Sérieusement : Cassegrain, après avoir publié sept EPs ces trois dernières années (dont l’excellent Tiamat), sort, avec Centres Of Distraction, son premier album. Dire qu’il était attendu au tournant serait un poil exagéré mais ceux qui, comme moi, ont été fascinés par certains de leurs Eps, le guettait du coin de l’oeil.
Bonne nouvelle : l’album ne déçoit pas. Le duo vient de Berlin et fait de l’électro. Qui dit Berlin dit Techno, Minimal Techno et Dub. Cassegrain ne déroge pas à la règle et pratique ce qui est l’essence même du son Berlinois. A savoir une Techno très inspirée par le son des années 90 et notamment des labels Basic Channel ou encore Chain Reaction (créés tous deux par les géniaux Moritz Von Oswald et Mark Ernestus) ainsi que de la Techno malsaine, froide et sombre de Plastikman (plus particulièrement le Plastikman de Consumed, chef-d’œuvre de techno progressive et hypnotique).
L’album navigue constamment dans ces eaux troubles, entre progressif et coups de boutoir, World (New Hexagon) et musique concrète (le violoncelle malsain de Nikos Veliotis sur Empress Cut In Segments), Techno pure et ambient (Glasshouse), dub et experimental, ombre et lumière et se permet même quelques œillades vers la techno hédoniste d’Underworld (Scythian).
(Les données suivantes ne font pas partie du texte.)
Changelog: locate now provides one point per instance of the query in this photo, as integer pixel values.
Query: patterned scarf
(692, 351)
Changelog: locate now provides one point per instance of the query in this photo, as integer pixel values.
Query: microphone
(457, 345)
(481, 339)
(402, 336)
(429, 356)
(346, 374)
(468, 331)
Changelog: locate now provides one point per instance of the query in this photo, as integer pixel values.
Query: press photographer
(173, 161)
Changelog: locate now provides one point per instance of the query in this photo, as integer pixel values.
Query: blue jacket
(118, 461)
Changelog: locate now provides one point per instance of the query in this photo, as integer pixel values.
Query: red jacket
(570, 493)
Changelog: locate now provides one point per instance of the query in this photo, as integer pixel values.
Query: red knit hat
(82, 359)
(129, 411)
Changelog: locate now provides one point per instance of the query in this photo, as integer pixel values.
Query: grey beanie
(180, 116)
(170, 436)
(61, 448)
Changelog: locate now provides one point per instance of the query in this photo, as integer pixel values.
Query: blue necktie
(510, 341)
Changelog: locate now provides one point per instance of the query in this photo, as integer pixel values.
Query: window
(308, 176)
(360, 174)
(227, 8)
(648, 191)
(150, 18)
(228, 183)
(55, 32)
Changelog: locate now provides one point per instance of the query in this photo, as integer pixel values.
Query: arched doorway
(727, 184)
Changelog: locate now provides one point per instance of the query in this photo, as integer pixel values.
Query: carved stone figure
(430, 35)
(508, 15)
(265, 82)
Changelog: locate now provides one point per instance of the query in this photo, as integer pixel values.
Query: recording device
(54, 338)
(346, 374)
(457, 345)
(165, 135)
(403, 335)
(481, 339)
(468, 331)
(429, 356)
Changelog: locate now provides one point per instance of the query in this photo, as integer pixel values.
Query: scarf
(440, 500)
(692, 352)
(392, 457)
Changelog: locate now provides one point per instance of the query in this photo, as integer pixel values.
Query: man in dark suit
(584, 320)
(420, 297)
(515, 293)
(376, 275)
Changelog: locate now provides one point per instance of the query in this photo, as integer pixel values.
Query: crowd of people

Malgré cela, malgré toutes ces références qui pourraient écraser le groupe et n’en faire qu’un disque Minimal Techno de plus sans intérêt, l’album est idéalement dosé pour accrocher le novice (qui aura probablement envie de creuser un peu plus pour découvrir une discographie riche et passionnante dans ce style) et se démarque suffisamment des dernières productions du genre (Echospace et consorts) pour contenter le passionné qui, lui, sera en terrain connu, conquis, et trouvera en Centres Of Distraction un disque qui ne révolutionnera pas le genre mais d’une consistance plus que satisfaisante.
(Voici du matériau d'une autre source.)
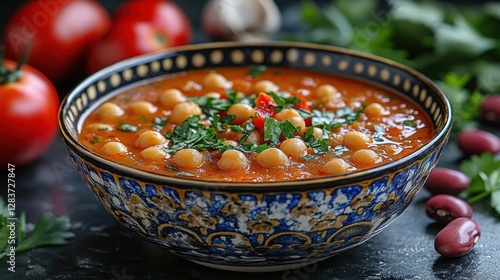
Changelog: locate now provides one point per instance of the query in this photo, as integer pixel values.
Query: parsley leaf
(272, 130)
(210, 105)
(191, 134)
(159, 122)
(48, 230)
(127, 127)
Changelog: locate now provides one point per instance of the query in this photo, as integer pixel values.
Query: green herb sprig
(48, 230)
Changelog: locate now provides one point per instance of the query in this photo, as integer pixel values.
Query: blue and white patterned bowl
(256, 226)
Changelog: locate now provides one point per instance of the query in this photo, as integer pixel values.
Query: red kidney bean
(457, 238)
(490, 109)
(446, 181)
(478, 141)
(444, 208)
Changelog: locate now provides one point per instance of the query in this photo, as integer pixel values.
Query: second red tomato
(140, 27)
(60, 33)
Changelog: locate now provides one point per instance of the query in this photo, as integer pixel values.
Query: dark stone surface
(103, 249)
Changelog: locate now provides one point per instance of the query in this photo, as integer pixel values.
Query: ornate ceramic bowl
(256, 226)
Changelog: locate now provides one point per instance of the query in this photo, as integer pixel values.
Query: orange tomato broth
(402, 129)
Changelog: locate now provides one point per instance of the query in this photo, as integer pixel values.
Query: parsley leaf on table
(48, 230)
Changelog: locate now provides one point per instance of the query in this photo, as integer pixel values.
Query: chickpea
(254, 137)
(188, 158)
(232, 160)
(143, 107)
(100, 126)
(356, 140)
(326, 90)
(171, 97)
(214, 80)
(317, 133)
(293, 116)
(294, 147)
(110, 110)
(374, 110)
(114, 149)
(183, 111)
(242, 112)
(365, 158)
(154, 153)
(332, 102)
(212, 94)
(150, 138)
(230, 142)
(272, 157)
(336, 166)
(265, 86)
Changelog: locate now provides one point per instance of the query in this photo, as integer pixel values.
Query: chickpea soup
(255, 124)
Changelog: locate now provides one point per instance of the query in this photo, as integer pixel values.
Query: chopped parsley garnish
(245, 148)
(184, 174)
(172, 167)
(339, 150)
(210, 105)
(380, 131)
(348, 114)
(273, 129)
(159, 122)
(319, 146)
(95, 140)
(257, 70)
(127, 127)
(191, 134)
(409, 123)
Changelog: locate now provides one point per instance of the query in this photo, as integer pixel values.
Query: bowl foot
(256, 268)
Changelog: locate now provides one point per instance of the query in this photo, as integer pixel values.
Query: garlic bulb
(241, 20)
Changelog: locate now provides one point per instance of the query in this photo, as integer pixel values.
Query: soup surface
(255, 124)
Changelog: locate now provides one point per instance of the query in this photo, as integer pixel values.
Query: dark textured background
(102, 249)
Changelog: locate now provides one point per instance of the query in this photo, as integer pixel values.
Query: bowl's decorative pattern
(240, 224)
(249, 228)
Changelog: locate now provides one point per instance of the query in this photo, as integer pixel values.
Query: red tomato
(60, 32)
(140, 27)
(28, 115)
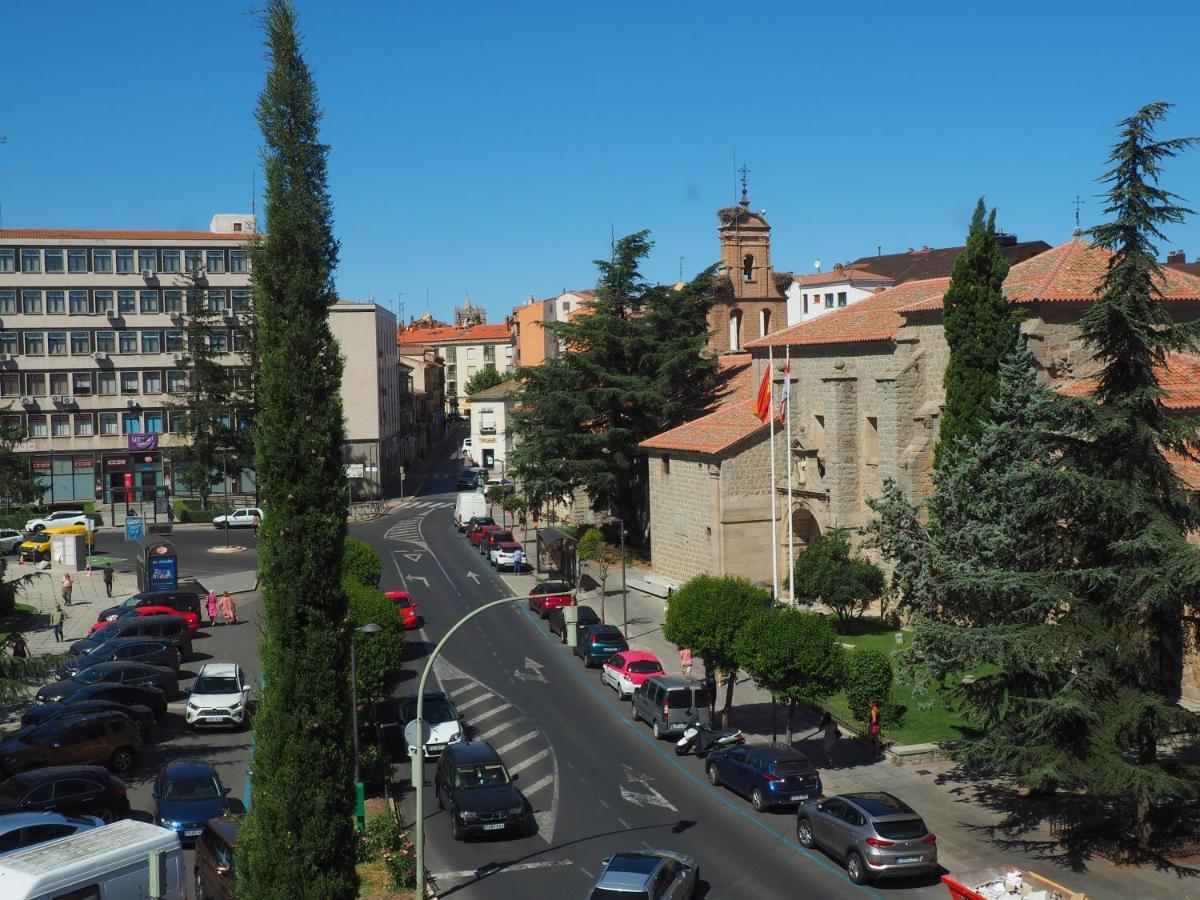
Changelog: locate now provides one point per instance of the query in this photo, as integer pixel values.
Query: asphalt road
(598, 783)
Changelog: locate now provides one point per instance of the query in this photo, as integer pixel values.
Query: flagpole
(787, 462)
(774, 515)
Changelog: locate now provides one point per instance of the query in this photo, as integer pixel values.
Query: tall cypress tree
(298, 839)
(978, 325)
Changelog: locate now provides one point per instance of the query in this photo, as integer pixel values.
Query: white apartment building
(91, 335)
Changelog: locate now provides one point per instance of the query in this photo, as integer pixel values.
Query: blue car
(186, 795)
(769, 774)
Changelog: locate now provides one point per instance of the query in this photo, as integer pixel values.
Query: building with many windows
(93, 343)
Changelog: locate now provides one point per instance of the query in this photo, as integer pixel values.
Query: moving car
(472, 783)
(769, 774)
(186, 795)
(555, 618)
(70, 790)
(220, 696)
(241, 517)
(658, 874)
(547, 595)
(406, 609)
(625, 671)
(873, 834)
(27, 829)
(442, 715)
(598, 643)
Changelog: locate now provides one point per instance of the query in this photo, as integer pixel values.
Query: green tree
(829, 573)
(483, 379)
(978, 324)
(298, 839)
(795, 655)
(706, 615)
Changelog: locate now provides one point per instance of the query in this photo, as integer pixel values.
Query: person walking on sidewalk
(57, 618)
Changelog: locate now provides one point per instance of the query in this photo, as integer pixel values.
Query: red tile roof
(111, 235)
(873, 318)
(733, 420)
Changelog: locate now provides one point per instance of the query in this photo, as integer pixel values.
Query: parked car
(241, 517)
(191, 618)
(220, 696)
(406, 609)
(108, 738)
(658, 874)
(545, 597)
(186, 795)
(873, 834)
(472, 781)
(442, 715)
(214, 873)
(123, 649)
(27, 829)
(669, 705)
(70, 790)
(132, 673)
(625, 671)
(555, 618)
(769, 774)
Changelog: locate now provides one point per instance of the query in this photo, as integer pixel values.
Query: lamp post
(359, 795)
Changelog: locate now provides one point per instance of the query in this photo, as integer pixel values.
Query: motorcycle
(701, 739)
Cela grâce à une accessibilité étonnante, un sens mélodique qui accroche immédiatement l’oreille, un travail sur les textures sonores impressionnant et ce en dépit d’une noirceur et d’un aspect claustrophobique évidents. En fait, le talent du duo réside, outre les qualités musicales évoquées précédemment, dans le fait de ne pas étouffer complètement l’auditeur, lui laisser croire qu’il y a une lumière au bout du tunnel. Sauf que : si lumière il y a, celle-ci est chétive, défaillante tout au long du tunnel. Parce qu’arrivé au terme du trip,ce n’est ni dans la lumière, ni dans la noirceur que vous finissez mais dans les sables mouvants de l’IDM, coincé quelque part sur les terres glaciales d’Autechre période Amber.
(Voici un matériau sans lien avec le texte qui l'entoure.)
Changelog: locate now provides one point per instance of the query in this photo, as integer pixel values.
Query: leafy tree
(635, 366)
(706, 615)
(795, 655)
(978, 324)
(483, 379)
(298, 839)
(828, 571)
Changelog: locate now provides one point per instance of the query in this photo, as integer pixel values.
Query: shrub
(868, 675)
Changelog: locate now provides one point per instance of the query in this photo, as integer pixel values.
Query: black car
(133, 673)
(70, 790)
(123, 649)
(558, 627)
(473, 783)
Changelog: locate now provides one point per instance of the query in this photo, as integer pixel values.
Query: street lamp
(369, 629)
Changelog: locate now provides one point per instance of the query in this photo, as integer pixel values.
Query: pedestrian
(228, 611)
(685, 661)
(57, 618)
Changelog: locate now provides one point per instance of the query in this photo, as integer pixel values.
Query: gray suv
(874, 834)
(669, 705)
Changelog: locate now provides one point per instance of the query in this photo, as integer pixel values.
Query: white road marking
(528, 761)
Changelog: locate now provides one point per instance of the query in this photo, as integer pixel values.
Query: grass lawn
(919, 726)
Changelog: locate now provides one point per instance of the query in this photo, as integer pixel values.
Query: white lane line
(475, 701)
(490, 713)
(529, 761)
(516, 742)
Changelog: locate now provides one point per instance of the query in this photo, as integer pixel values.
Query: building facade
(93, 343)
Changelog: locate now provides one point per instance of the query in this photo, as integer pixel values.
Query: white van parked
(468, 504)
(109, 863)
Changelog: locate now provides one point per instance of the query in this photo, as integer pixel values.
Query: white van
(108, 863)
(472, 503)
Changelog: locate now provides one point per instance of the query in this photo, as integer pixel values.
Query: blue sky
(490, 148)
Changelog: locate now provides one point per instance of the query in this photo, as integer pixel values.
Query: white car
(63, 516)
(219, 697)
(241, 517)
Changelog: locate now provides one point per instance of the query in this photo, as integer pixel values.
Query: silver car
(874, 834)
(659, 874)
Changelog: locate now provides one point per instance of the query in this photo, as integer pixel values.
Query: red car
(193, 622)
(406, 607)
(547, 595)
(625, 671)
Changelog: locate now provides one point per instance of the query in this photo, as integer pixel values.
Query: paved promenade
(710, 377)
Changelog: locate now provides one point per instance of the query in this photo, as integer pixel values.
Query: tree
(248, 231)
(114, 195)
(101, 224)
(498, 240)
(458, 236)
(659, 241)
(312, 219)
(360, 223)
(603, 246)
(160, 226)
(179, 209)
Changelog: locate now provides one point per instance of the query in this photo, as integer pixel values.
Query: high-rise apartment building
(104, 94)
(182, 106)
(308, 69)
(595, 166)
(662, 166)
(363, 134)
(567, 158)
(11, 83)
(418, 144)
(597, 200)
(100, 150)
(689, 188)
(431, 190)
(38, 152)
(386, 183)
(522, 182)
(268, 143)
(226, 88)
Plutôt impressionnant et inattendu de la part d’un album de genre sensé ne pas sortir des sentiers balisés et rassurants de la Minimal Techno. Et aussi belle porte d’entrée pour les novices ou les réfractaires à ce genre. Et accessoirement, un des meilleurs albums de l’année en électro et autres genres apparentés. Et même au-delà.
Sortie le 20 novembre chez Prologue, dispo un peu partout sur le net (juno, discogs) et sur le bandcamp du label.